Este 29 de octubre, Colombia vota en elecciones clave. En juego, la aceptación del gobierno de izquierda, su estilo y política. Los resultados podrían influir en las presidenciales de 2026.
Por Valmiro Sobrino Oliveros Este domingo 29 de octubre Colombia elige. Pero distinto a unas justas electorales tradicionales de gobernadores, alcaldes municipales y distritales, diputados y concejales, hay algo más en juego. En la tradición democrática de Colombia nunca se había elegido un presidente de izquierda. Más bien de extrema izquierda; que completa casi quince meses en el poder, tiempo suficiente para que los colombianos pudiesen hacer un juicioso juicio de valor holístico sobre sus resultados; estilo, aciertos y desaciertos. Ese juicio de valor se va a expresar en las urnas pasado mañana. ¿Qué tanta aceptación o rechazo tiene en el país su política de Estado? ¿Qué tanta aceptación o rechazo tiene su estilo de gobierno? ¿Qué tanta aceptación o rechazo tiene su manejo de temas vitales como la política internacional, el narcotráfico, su relación con los gremios económicos y políticos? No cabe duda: estas elecciones hablarán por sí mismas y contestarán estos interrogantes. Nuestro sistema de gobierno se fundamenta en un régimen presidencialista. Por eso aquí se ha hablado de los "primeros cien días de gobierno", como para tener ya un tiempo suficiente para valorar al ejecutivo; pero este ya lleva 14 meses.

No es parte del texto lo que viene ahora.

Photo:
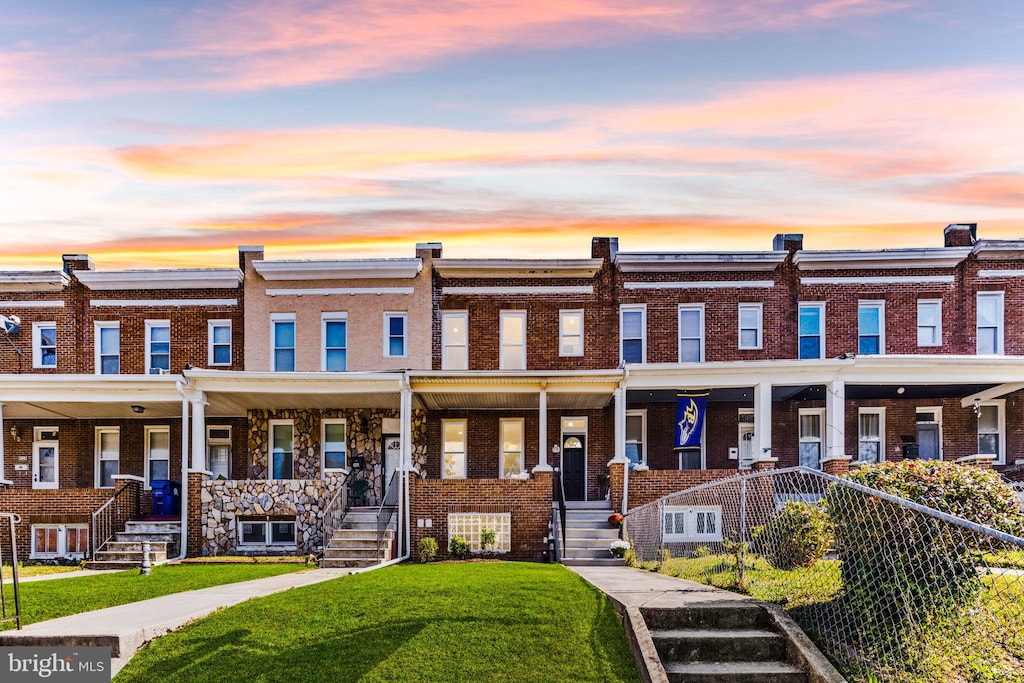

Si los elegidos no representan la tendencia del presidente sino las tendencias contrarias, es probable que ese resultado juegue un rol de primera instancia en las presidenciales de 2026. En este sentido estas elecciones se convierten en una especie de primarias para el próximo debate presidencial y de seguro tendrán un efecto premonitorio. Son en resumen unas elecciones sui generis. La razón de esto es que la dinámica política del país; su historia política, depende aún del liderazgo de los jefes políticos regionales. No somos Suiza ni Dinamarca. Somos Colombia. A estas alturas del discurso, toca entonces afirmar que no es lo mismo para el jefe del Estado tener en las alcaldías y gobernaciones del país personas afines a su gobierno que personas contestatarias. Uno, porque para desarrollar sus políticas en lo económico y social encontrará obstáculos en la medida de que cada gobernante departamental o municipal, en su autonomía, puede entrabarle su gestión o dirigirla hacia una dirección diferente y lo otro, porque para el 2026 tendría la oposición amarrada la cauda electoral en sus regiones. Para el jefe de Estado es vital ganarlas, porque ellas darán cuenta de la semblanza de su gobierno y… de su futuro político.